Je ne puis qu’admirer et envier ces jeunes gens qui se mobilisent pour avoir ce que nous voulons tous: une société plus juste, plus ouverte, plus transparente. Je ne puis qu’admirer ces jeunes gens qui osent dénoncer, qui veulent rompre avec un passé odieux, et qui refusent de se résigner devant ces dirigeants fossilisés. J’admire aussi le courage dont ils font preuve en manifestant leur déception, leur colère et leur indignation.
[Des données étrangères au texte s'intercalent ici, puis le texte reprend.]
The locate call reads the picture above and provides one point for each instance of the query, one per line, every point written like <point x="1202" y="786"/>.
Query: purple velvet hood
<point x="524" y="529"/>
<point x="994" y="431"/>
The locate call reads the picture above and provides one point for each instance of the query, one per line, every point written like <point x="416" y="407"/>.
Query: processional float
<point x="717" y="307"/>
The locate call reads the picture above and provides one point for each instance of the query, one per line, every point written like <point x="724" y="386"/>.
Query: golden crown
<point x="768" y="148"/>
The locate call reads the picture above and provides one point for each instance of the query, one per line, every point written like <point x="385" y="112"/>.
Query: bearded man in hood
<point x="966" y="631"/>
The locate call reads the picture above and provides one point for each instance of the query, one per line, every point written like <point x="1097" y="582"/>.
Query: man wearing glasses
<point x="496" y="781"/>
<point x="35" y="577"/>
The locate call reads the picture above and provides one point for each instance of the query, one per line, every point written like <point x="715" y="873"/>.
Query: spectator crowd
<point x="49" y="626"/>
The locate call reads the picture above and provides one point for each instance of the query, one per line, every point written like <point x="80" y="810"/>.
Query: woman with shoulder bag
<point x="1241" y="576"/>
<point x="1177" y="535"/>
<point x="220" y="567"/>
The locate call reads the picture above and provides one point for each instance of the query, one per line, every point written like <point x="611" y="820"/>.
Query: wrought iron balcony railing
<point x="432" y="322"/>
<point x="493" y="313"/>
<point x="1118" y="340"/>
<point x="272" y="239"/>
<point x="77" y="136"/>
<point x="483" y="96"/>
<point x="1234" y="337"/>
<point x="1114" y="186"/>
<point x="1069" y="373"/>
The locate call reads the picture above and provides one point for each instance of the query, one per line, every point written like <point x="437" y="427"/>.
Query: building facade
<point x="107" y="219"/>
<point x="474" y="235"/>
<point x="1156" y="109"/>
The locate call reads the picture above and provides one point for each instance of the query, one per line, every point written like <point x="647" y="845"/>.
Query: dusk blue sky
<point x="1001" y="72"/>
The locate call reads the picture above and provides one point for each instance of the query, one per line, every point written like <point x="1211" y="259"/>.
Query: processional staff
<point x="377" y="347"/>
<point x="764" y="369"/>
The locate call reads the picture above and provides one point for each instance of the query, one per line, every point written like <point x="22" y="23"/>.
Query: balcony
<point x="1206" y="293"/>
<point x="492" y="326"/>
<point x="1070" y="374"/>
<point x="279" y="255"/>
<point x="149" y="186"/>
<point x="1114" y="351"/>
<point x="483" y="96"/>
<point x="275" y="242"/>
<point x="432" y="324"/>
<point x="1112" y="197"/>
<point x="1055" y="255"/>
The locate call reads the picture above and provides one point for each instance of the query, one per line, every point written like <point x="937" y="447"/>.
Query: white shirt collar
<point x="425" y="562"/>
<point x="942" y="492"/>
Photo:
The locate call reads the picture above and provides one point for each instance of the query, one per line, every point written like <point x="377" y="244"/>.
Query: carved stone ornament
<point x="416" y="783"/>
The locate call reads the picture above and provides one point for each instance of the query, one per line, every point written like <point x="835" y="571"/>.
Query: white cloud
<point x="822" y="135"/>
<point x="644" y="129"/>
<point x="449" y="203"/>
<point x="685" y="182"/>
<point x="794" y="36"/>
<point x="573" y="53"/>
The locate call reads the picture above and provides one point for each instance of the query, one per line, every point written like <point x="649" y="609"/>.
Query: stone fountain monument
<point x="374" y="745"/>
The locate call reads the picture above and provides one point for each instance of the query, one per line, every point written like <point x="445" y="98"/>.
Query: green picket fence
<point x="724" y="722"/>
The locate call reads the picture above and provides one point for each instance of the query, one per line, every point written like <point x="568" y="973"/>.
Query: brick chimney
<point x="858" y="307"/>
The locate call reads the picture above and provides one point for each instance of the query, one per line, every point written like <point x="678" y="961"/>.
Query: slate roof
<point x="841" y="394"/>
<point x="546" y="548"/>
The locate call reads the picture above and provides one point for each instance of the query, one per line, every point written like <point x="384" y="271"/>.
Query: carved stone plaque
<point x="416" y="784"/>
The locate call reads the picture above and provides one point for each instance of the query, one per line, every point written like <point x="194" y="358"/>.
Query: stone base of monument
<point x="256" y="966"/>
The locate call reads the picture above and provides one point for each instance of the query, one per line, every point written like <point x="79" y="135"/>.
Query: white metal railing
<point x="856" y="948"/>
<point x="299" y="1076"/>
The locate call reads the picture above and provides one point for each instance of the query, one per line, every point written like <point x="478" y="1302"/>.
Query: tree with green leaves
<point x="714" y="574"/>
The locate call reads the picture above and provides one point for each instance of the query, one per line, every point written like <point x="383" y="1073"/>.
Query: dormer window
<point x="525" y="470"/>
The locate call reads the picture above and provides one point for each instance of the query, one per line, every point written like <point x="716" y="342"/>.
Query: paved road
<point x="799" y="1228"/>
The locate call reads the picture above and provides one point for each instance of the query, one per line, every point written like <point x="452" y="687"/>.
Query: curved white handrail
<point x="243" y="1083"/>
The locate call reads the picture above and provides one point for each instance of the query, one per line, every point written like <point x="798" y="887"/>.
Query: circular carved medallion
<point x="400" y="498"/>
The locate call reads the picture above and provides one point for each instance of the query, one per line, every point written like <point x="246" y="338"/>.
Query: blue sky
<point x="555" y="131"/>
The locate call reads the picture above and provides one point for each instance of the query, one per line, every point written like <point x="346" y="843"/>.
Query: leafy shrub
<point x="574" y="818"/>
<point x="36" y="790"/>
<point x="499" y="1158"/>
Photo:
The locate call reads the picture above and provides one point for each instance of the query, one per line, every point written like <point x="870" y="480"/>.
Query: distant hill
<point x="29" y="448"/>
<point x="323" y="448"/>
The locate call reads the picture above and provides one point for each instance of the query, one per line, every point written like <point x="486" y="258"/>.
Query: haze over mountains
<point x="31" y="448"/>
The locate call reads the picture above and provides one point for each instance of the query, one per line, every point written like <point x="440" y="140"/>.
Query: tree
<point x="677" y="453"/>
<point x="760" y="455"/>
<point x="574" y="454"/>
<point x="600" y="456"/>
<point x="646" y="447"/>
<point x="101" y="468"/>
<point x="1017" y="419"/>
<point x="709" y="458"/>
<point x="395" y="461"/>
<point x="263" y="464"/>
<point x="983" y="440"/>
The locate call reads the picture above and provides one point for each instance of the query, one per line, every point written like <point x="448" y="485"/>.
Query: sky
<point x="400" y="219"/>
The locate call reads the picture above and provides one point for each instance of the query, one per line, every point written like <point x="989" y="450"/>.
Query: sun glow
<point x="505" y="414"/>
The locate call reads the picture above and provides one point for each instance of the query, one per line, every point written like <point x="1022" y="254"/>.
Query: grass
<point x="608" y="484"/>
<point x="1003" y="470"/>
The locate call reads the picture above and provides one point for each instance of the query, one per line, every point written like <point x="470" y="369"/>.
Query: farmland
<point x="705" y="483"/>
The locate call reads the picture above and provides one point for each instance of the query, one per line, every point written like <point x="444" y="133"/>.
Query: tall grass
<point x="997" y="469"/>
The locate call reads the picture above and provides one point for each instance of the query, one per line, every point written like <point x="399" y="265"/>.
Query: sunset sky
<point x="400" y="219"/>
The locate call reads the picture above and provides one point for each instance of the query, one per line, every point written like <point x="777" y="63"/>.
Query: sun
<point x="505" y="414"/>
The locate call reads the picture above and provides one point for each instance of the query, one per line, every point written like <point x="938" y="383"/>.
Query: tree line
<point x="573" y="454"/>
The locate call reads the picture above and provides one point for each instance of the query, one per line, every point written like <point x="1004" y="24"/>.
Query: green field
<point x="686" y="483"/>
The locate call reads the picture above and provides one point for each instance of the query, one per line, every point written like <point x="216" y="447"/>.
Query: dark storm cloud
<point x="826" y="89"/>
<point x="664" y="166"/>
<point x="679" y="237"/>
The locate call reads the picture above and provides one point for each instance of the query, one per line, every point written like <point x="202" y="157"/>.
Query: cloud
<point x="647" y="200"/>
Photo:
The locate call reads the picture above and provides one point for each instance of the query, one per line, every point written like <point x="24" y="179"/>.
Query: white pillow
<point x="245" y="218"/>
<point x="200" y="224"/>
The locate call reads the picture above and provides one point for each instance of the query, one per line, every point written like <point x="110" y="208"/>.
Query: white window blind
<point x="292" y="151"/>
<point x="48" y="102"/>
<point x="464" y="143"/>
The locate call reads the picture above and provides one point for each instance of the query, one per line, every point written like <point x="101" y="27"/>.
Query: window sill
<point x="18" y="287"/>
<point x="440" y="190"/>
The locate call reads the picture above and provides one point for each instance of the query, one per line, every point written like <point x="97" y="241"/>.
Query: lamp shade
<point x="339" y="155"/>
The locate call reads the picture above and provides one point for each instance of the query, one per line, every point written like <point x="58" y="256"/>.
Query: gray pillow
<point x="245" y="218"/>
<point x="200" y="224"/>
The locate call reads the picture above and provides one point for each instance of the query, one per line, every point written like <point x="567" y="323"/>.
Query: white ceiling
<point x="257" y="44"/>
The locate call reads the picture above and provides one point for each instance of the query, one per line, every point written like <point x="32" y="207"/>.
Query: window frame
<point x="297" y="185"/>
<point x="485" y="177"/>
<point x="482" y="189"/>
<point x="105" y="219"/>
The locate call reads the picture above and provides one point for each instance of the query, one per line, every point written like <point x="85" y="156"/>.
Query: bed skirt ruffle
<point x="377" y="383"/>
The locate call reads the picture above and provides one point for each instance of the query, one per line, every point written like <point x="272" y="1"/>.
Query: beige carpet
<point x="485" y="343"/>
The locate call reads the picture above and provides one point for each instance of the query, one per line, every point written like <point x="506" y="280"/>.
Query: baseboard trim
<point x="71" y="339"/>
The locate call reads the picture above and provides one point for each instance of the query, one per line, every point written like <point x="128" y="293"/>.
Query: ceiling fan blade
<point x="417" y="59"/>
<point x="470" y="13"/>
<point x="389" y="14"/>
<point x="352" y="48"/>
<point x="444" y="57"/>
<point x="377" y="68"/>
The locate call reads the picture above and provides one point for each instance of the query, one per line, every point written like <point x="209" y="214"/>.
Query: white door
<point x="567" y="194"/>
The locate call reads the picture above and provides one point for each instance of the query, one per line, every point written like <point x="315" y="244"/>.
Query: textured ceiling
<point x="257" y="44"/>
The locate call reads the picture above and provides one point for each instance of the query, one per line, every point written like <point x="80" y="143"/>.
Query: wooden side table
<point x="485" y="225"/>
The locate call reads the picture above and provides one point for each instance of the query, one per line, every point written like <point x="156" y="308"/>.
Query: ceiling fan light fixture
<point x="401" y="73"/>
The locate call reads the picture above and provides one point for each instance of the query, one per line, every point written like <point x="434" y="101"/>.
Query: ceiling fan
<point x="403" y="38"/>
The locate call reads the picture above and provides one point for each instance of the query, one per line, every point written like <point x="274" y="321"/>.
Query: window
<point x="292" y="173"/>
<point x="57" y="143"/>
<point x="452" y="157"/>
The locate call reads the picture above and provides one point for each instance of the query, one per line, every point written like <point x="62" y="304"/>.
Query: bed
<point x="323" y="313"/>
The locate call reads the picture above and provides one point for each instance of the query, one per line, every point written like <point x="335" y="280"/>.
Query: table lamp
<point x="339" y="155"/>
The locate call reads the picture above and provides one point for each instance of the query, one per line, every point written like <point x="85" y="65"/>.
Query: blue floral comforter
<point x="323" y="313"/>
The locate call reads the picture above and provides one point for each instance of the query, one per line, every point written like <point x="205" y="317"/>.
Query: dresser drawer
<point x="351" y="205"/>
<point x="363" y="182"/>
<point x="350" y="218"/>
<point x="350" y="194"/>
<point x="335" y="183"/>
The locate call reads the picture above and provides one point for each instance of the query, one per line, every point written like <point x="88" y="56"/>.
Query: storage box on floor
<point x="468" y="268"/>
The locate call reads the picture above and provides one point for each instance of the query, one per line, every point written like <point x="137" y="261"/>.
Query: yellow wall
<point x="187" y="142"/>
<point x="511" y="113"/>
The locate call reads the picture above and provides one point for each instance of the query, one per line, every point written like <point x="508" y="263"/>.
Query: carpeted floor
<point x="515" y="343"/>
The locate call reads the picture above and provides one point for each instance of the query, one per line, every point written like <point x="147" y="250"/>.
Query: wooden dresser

Ces jeunes gens rêvent de voir ce petit groupe éhonté s’incliner et succomber enfin, de voir leur petit pouvoir feutré et confortable s’écrouler, eux pour qui la corruption, la collusion, le patronage et le mépris semble être monnaie courante. Et ce mépris, il est sans bornes; il a même atteint des sommets inégalés. Ils ont perdu leur autorité morale avec leurs demi-vérités et leurs mensonges. Eux qui pratiquent l’obscurantisme, qui se rencontrent dans leur bunker à béton, en conciles secrets, eux qui, comme des Grands Prêtres, professent connaitre et détenir la Vérité venue directement des Oracles. Eux qui sacrifient la jeunesse sur l’autel sacré du peuple au nom de cette Vérité nébuleuse et obscure. Eux qui se pavanent dédaigneusement et se galvaudent avec leurs airs arrogants, avec leur suffisance, leurs injures, leur grossièreté, leur effronterie, leur orgueil et leur mépris à outrance. Eux qui, aveuglés par leur petit pouvoir paroissial, ne répondent plus aux besoins et aux désirs de ceux qu’ils prétendent représenter et desservir, et qui n’ont que leurs propres intérêts à cœur. Eux qui perpétuent et font même l’éloge de la médiocrité. Les ineptes et les abrutis dans cette confrérie du médiocre, du parvenu et de la mièvrerie, du cercle infâme, vil et ignominieux des intimes et de la congrégation des Grand Prêtres dans le secret des Dieux, démontrent avec brio leur ignorance, leur bêtise et leur mépris. Ces mégalomanes paranoïaques et hystériques, qui punissent injustement ceux qui osent les contredire ou les critiquer, et qui cherchent des boucs émissaires à sacrifier pour excuser leurs propres bévues, offenses et pêchés, ne font que détériorer une situation déjà malsaine, putride, corrompue et pourrie.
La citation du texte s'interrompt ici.